L’elemento più urticante è la frammentazione, a parte la burocrazia e il modo di fare arruffone tipico dell’Italia. Abbiamo un universo green fatto di piccole e medie imprese, di sperimentazioni straordinarie che evidenziano la capacità di fare dei nostri ricercatori, ma è come se mancasse qualcosa per chiudere il cerchio. Quella parolina magica: Sistema. Dove sta il sistema, il raccordo, il gruppo? L’Italia ha tutto per essere candidata a essere uno dei distretti green più importanti al mondo. Certo anche questi stop and go del governo sugli incentivi, e poi la scelta strategica sul nucleare, non aiutano a crederci.
I recenti fatti di cronaca, dal Nordafrica a Fukushima, hanno riportato questi temi al centro della riflessione, politica ed economica. Possono rappresentare davvero lo “scatto” decisivo perché questa riflessione diventi consuetudine?
Non è che dobbiamo aspettare una guerra o l’esplosione di una centrale nucleare per affermare una consuetudine. Negli italiani l’attenzione al green non è recente. È già consolidata. I cittadini sono “avanti” da tempo. Una recente ricerca di Legambiente ci dice che nel 94% dei comuni italiani sono installati impianti da fonti rinnovabili. Un comune italiano su otto è autosufficiente grazie a sole, vento, biomasse e geotermia. Se non è consuetudine questa… È vero che nei grandi cambiamenti, oserei dire epocali, occorre l’esempio. Basterebbero alcune parole d’ordine da parte del Governo: entro il 2012 tutti gli edifici pubblici devono funzionare attingendo a fonti rinnovabili. Invece si continua a perdere tempo a discutere sul nucleare sì, nucleare no. È una partita francamente sbilanciata in partenza.
Perché un’impresa italiana dovrebbe investire, dal punto di vista della filiera produttiva, della selezione delle materie prime, fino alla distribuzione ecc, su pratiche sostenibili? Conviene davvero?
È certo che conviene. Sono i dati aziendali che lo confermano. Non a caso all’interno delle imprese il filone della sostenibilità ha un peso sostanziale anche nelle scelte produttive. Pensiamo a una banca come Intesa Sanpaolo, che al suo interno ha la figura dell’Energy manager. Vuol dire che un comportamento virtuoso viene percepito dai cittadini, e viene premiato. Qui sta l’enorme patrimonio e quindi il valore aggiunto delle imprese che fanno una compiuta scelta green.
Quanto il mondo della formazione, universitaria e postuniversitaria, è pronto e aggiornato su questo fronte?
Io sono un “mestierante”, un artigiano dell’economia che da una vita si occupa di formazione.

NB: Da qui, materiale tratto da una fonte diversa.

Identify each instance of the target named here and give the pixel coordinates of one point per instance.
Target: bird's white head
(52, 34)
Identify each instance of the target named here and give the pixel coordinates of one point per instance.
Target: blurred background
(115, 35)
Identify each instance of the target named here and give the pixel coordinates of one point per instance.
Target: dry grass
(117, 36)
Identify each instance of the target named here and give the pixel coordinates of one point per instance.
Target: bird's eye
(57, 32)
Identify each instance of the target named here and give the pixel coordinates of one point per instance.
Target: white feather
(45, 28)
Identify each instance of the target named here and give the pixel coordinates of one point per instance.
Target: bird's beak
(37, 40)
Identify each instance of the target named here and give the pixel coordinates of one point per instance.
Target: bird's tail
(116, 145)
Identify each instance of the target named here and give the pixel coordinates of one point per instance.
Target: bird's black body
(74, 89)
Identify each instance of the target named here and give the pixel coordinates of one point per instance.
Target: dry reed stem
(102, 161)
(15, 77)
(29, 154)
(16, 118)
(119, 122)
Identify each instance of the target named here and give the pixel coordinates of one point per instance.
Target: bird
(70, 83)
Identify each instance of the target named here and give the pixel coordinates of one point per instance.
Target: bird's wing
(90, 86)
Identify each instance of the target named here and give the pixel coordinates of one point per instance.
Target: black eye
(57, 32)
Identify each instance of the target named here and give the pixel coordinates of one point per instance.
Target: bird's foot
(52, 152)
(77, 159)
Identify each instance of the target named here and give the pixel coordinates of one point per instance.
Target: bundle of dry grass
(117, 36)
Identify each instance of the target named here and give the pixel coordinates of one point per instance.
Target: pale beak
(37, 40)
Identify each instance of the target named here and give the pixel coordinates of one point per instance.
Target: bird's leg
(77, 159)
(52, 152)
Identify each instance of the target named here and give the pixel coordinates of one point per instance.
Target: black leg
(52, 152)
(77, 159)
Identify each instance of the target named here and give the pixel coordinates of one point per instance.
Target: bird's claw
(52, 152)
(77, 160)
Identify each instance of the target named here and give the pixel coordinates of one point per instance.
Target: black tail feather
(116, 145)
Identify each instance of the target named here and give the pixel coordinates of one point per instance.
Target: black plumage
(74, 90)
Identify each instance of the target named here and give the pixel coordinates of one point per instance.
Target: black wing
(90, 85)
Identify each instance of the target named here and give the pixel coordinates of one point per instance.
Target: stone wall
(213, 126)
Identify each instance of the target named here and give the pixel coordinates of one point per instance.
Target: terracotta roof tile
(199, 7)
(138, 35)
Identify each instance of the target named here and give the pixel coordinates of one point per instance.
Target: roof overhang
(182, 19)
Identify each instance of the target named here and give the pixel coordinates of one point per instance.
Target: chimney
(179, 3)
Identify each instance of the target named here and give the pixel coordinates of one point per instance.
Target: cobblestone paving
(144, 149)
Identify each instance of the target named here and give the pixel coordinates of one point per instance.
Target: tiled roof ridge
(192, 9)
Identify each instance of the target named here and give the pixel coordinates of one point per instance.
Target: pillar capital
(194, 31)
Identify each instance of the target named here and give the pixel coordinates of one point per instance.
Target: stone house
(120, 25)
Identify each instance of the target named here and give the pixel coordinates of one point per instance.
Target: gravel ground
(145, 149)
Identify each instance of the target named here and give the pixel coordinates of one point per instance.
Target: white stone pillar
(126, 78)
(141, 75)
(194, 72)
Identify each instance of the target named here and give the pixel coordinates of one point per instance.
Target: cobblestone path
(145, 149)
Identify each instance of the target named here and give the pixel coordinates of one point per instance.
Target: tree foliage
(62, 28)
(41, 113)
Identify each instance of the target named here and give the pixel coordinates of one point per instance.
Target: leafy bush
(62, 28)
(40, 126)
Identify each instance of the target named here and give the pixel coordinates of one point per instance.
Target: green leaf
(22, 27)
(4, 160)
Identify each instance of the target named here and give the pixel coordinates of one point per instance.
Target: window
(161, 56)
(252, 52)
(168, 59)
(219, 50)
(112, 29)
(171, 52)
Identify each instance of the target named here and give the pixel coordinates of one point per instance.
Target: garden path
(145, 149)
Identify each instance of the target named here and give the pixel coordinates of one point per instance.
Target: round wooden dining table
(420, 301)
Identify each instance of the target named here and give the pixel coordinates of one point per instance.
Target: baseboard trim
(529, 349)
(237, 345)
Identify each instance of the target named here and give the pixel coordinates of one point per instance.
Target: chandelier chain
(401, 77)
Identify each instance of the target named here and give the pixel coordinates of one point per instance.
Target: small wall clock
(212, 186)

Anche nel green c’è un ritardo preoccupante, come ho riscontrato anche in altri settori. Il distacco tra il mondo del lavoro e quello che viene insegnato è siderale. L’avvento della green economy porta con sé l’esigenza di nuove figure professionali. Servono, sia nella scuola secondaria, come nelle scuole professionali “Arti e Mestieri”, fino alla formazione post universitaria input chiari dalle aziende. Le stesse aziende devono entrare nei comitati di programmazione delle scuole per dirci chi dobbiamo formare e le nozioni pratiche da sviluppare. Il tempo, anche qui, è quasi scaduto.